The biggest threat to Americans today isn’t from a foreign power. It’s from a long-running war on the poor by out of touch politicians and their Wall Street backers.
The latest attack on working Americans even has a name: “The Unwinding.”
If that sounds like the title of a horror movie to you, you’re not far off. Starting this April, state governments and welfare offices began cutting off Medicaid coverage from some 15 million people.
Under pandemic protocols, people getting healthcare through Medicaid had enjoyed some extended protection from the constant threat of losing their care. In exchange for increased federal funds, the federal government had required states not to kick people off the program.
Before these protections, people could be cut from Medicaid for many reasons — including slight changes in income, missing paperwork, glitches in the system, mistakes by state agencies, or simply delayed mail deliveries.
The stated purpose of all this surveillance is to prevent “waste, fraud, and abuse” by those on Medicaid. But as anyone who’s dealt with the American health care system can tell you, the real fraud comes from profiteering health care corporations, not patients.
For example the Centene Corporation, which acts as an intermediary between Medicaid and private insurers, recently had to pay a $140 million penalty for overbilling taxpayers in Ohio and Mississippi. More broadly, it’s the fundamental business model of all insurance giants to collect premiums while denying care.
Still, it’s working people who pay the biggest price. Late last year, both parties in Congress agreed to “unwind” federal Medicaid protections, making it possible for states to start stripping people of their health care starting April 1.
Sadly, this was no April fool’s joke.
The health care cut-off could be a killer for people with chronic health conditions that require blood work, medication, and specialist appointments. It’s a mental and behavioral health crisis in the making. And it will mean millions of Americans losing access to the doctors and health care providers that have come to understand their situation.
As pandemic protections expire, it’s those who were hit hardest by the pandemic itself that will bear the brunt of this disaster, too.
A report from the Poor People’s Campaign: A National Call for Moral Revival found that counties with the most people living in poverty had pandemic death rates 1.5 times higher than counties with the fewest people living in poverty. These counties — both urban and rural, black and white, red and blue — will be decimated by these Medicaid cuts.
Not all of those 15 million may lose care entirely, but all will be impacted.
Some may still qualify for Medicaid if they re-apply, but that puts the burden on people who shouldn’t have been thrown off in the first place. And about half will qualify for Affordable Care Act marketplace plans. But how many people do we already know on junk plans they will never use because of high deductibles and copays?

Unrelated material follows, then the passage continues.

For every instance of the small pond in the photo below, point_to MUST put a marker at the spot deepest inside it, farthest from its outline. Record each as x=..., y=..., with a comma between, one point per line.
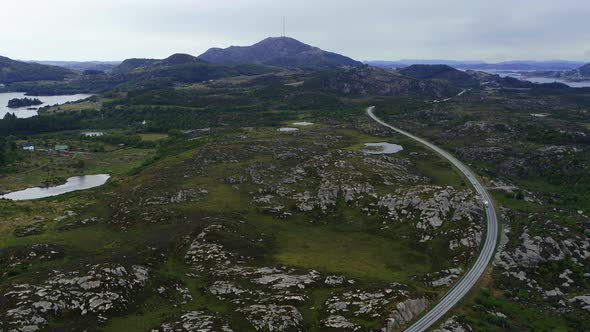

There are more than 140 million poor or near-poor people in the U.S. today, according to the Poor People’s Campaign. Of that number, more than 90 million receive health care through Medicaid. The “unwinding” of care for 15 million people, then, is a horror story of epic proportions.
The pandemic moratorium on cut-offs was an absolute minimum measure to maintain health care coverage for working people in this country. It’s the kind of thing that shows our government is perfectly capable of serving our people — when it chooses to.
With the overlapping health care crises of hospital closures and ballooning medical debt, our national wellbeing requires the extension of this moratorium and the expansion of Medicaid — not its “unwinding.”
No elected official, community leader, or person of good conscience who claims to stand on the side of the people should make excuses for this punishing policy violence.
Nijmie Dzurinko is co-founder and co-coordinator of Put People First PA! and a member of Poor People’s Campaign: A Call for Moral Revival. This op-ed was distributed by OtherWords.org.